Ms Justice Marguerite Bolger found “inordinate delay” in progressing the personal injury case against Westwood Club Limited had rendered a fair trial “impossible”.

In proceedings initiated four years ago by Deirdre Donohoe on behalf of her daughter Emma Graydon, it was alleged Emma had suffered an elbow injury in a fall in 2009 at a water fountain at the defendant’s gym in Clontarf.

It was claimed Emma, then aged 18 months, was at the gym with her mother, two siblings and an aunt, and had slipped and fallen off an object while at a water fountain.

Ms Justice Bolger said the plaintiff’s solicitor had, in letters to the defendant in late 2010 and 2011, alleged the incident occurred on April 1st, 2009, but gave no details about how or where it happened.

An application to the Personal Injuries Assessment Board in March 2012 claimed the child slipped on a wet “step-stool” while getting water at the fountain, and the personal injuries summons of February 2013 had a similar description.

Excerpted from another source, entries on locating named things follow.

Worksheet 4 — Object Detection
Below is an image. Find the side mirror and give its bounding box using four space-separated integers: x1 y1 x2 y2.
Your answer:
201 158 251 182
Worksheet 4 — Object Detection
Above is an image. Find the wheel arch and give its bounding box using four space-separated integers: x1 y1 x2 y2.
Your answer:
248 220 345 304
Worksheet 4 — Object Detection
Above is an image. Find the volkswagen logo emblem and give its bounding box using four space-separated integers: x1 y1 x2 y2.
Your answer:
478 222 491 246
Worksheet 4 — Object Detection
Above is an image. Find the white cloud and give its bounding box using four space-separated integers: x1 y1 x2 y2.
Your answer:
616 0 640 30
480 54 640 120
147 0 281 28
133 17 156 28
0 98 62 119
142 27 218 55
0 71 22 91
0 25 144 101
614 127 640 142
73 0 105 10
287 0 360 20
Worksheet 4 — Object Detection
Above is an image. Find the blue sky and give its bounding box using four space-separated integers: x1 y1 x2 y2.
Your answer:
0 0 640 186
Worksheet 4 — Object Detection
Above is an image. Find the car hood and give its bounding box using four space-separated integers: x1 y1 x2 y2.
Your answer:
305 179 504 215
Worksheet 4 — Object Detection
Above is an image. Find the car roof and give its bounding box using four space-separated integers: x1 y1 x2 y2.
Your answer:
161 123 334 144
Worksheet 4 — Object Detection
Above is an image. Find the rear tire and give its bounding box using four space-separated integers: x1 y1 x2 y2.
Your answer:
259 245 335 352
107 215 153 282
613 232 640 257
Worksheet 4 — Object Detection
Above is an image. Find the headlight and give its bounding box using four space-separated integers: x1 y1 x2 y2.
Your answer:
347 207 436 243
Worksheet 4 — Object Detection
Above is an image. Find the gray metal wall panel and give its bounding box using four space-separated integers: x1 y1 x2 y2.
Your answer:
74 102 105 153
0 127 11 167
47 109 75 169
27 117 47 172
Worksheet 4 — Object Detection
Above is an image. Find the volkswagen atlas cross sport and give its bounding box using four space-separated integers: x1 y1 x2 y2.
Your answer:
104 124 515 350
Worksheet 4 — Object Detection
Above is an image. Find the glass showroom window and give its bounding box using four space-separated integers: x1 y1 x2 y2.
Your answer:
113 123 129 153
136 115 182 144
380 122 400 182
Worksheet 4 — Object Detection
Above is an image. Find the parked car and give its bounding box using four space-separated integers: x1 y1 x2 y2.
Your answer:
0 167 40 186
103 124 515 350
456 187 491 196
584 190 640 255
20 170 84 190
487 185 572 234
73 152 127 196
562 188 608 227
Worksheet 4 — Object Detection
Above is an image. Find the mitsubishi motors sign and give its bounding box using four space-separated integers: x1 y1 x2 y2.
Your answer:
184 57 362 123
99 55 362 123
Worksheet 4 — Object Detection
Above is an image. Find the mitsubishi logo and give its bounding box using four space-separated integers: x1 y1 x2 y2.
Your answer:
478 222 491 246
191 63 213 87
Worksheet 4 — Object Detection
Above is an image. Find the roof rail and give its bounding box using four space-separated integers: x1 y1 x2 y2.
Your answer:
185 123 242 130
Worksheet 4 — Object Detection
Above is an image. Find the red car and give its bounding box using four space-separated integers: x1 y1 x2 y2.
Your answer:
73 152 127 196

The summons was served on Westwood in January 2015, in 2018 it had sought and secured particulars of the incident, and it filed a defence in January 2019.

In late 2022, the plaintiff’s solicitor sought inspection facilities but was told the area of the alleged incident was renovated in 2019 and the water fountain no longer existed.

Westwood, in a pretrial application to dismiss the case, argued it was prejudiced in its defence for reasons including no investigation was carried out in 2009 of the fountain site because the incident had not been reported. Ms Donohoe argued the incident was reported to an unidentified male member of the gym staff.

An incorrect date of the incident was identified to the defendant at all times until the 2012 PIAB form, the judge said.

Even if it had taken photographs of the fountain before renovations, that would not have assisted either side because a “different” version of the incident was exhibited for the first time in 2023 in a report of the plaintiff’s engineer, she said. That alleged the child slipped on a “foam style cube” and the engineer opined that a soft play shape was unsuitable for a young child to stand on to access a water fountain.

Any photographs taken before the renovations would not have included the cube object because the personal injury summons was limited to a claim the child slipped on excess water on a footstool, the judge said.

The judge said she was not criticising the plaintiff for the delay in commencing and progressing the case, as she was a child.

However, that delay had led to real prejudice for the defendant, which was exacerbated by the “dramatic” change in the description of the incident from 2012/2013 to 2023.

Dismissing the case, she said the prejudice to the defendant was “significant” and the delay rendered a fair trial impossible. Final orders, including on costs, will be made next month.